We Teach Others Breast Brachytherapy
To handle this demand, we are asking doctors to come to Arizona with their nurses, therapists, dosimetrists, and physicists. The entire team, one institution at a time, comes for a 2.5 day “crash course” in PBI, during which they will observe 2 or 3 live cases (with the patient’s permission!), lectures, and workshops.
You might ask: What if I need traditional whole breast or post-mastectomy chest wall and nodal irradiation? Answer: You are better off with us than a general radiation oncologist who also treats lung, prostate, rectal, and other cancers. There is an advantage to going to a physician totally focused on one disease! Do you go to a general surgeon or breast surgeon? Do you go to a general radiation oncologist or a breast radiation oncologist? With external beam techniques, the volume of lung, heart, and other normal tissues exposed to radiation varies tremendously from one radiation oncologist to the next. Dr. Kuske has published the The Kuske 5-field Technique of Comprehensive chest Wall and Nodal Irradiation that teaches how to wrap dose around the lungs and heart and minimizing collateral damage to internal organs. His educational videotape about this technique has been distributed around the world. Text-book chapters are devoted to it.
Our doctors will continue to lecture at national and international meetings. We have been asked to direct the international breast course in 2010 (www.tbc.com).
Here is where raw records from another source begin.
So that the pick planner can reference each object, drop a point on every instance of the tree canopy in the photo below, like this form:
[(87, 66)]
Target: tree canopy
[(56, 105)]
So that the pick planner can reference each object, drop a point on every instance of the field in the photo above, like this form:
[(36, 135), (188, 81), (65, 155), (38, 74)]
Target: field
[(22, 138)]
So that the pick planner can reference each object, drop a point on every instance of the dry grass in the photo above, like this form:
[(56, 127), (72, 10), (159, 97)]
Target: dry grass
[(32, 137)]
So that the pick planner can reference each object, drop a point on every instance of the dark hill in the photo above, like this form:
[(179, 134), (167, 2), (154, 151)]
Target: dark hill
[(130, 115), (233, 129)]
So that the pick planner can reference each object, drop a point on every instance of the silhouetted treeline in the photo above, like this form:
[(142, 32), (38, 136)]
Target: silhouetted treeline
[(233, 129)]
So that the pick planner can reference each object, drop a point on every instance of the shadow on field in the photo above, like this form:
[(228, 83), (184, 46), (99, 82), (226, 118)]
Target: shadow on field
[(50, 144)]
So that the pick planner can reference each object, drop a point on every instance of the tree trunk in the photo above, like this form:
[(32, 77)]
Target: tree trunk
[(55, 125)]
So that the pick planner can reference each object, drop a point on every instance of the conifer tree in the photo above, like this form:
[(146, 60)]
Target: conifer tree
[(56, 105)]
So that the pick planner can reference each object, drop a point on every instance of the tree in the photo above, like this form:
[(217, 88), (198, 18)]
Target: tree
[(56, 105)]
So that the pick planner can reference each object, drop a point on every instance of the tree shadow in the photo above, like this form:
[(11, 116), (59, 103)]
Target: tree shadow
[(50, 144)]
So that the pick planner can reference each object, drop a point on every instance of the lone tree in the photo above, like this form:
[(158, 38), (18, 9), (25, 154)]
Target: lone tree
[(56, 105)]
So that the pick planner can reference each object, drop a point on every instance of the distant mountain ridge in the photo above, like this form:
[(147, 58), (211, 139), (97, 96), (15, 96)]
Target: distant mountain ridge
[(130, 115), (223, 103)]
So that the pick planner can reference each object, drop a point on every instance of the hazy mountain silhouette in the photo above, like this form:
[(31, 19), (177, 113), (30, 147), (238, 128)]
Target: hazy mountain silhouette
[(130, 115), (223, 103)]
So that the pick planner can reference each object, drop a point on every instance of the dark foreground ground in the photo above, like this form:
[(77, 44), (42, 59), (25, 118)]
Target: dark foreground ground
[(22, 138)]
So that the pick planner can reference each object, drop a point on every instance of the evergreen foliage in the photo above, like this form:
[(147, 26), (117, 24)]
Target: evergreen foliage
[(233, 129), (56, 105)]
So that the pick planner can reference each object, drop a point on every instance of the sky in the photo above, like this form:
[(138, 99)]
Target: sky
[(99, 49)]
We plan to bring this course to Scottsdale, Arizona, after previous annual meetings in Nice, France, Quebec City, Canada, and Key Largo, USA. We run the interstitial breast brachytherapy workshop at the annual meeting of the American Brachytherapy Society.
Recently, the American College of Surgeons and the USC Norris Cancer Center convened a “think tank” of the 17 leading minds in breast cancer treatment today. One of our physicians had the great honor of participating, and was on the writing committee. The final document, “State of the Art Diagnosis and Treatment of Image-Detected Breast Cancer,” has rapidly been accepted for publication in a peer-reviewed journal.